In January of 2014, New York City was slammed by a polar vortex. Visiting from Denver, I’d run from the teeny lobby of the Music Box Theatre where the revival of “Pippin” was playing to a nearby Starbucks, my hands jammed deep into my peacoat. Later that night, I felt in my pocket and found the watch, its face, timing mechanism, and the case with the Longines inscription in separate pieces.

I didn’t bother to get it fixed again. Just put it with the busted Patek Philippe.

Moments ago, I reached for Mom’s Omega. Don’t fret, she’s still around.

Although, right about now might be a good time to admit I have a wait problem. I am a recovering procrastinator. Acting — or not — on a magical belief that time’s demands will pause while I take a breather, I regularly tempt fate and tenses. And so, the cockiness of that “don’t fret” (written in 2017) has turned to constant concern since Geri broke her hip in early 2018.

But before her right femur snapped and she got a partial hip replacement, we could worry about other stuff — about stuff. And what a delicate piece of jewelry it is: a 14K white gold dress watch with two tiny jewels. It, too, was a gift: from Floyd early in their marriage. I wonder if he’d decided on the brand as a nod to his Howard University fraternity: Omega Psi Phi? Or just chose it because his pretty wife deserved pretty things?

Some time last year, Mom handed her watch over for safe keeping. She can no longer wind it because as she said her "fingers don’t work.” Plus, her eyes water, making it difficult to read the teeny hands. Though, truthfully, it’s her faltering cognitive skills that are just as guilty of making the watch a challenge. Asked to draw a clock face during a memory test a few months ago, Mom drew something evocative of Dali, with three hands and hatch marks enough for a 28-hour cycle. Oh, the persistence of memory loss.

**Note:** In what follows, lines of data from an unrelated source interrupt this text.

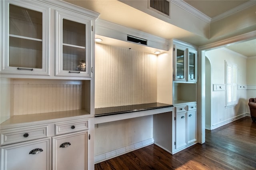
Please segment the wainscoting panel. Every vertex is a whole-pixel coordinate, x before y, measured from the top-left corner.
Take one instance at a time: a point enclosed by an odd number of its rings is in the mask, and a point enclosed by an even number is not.
[[[156,102],[157,57],[96,43],[95,108]]]
[[[14,115],[84,109],[82,81],[16,80],[13,84]],[[13,100],[12,100],[13,99]]]

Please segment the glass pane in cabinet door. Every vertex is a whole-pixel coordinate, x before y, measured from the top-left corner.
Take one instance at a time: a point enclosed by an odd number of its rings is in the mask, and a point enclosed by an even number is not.
[[[188,78],[190,80],[195,79],[196,74],[196,54],[189,53],[189,65]]]
[[[185,51],[180,49],[177,49],[177,79],[184,79],[184,54]]]
[[[9,8],[9,66],[42,69],[42,13]]]
[[[42,40],[42,12],[10,4],[10,34]]]
[[[63,19],[63,70],[86,71],[86,25]]]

I've never wanted to wear Mom’s watch. Too graceful. A while back, the Omega’s crown fell off. Although it’s an easy fix, I know better than to get it repaired. You don’t have to tell me thrice. Keeping these watches once their rightful owner has relinquished them is like pounding on a silenced chest in hopes of the faintest tick. To paraphrase the old Timex ad: I know when I’m licked.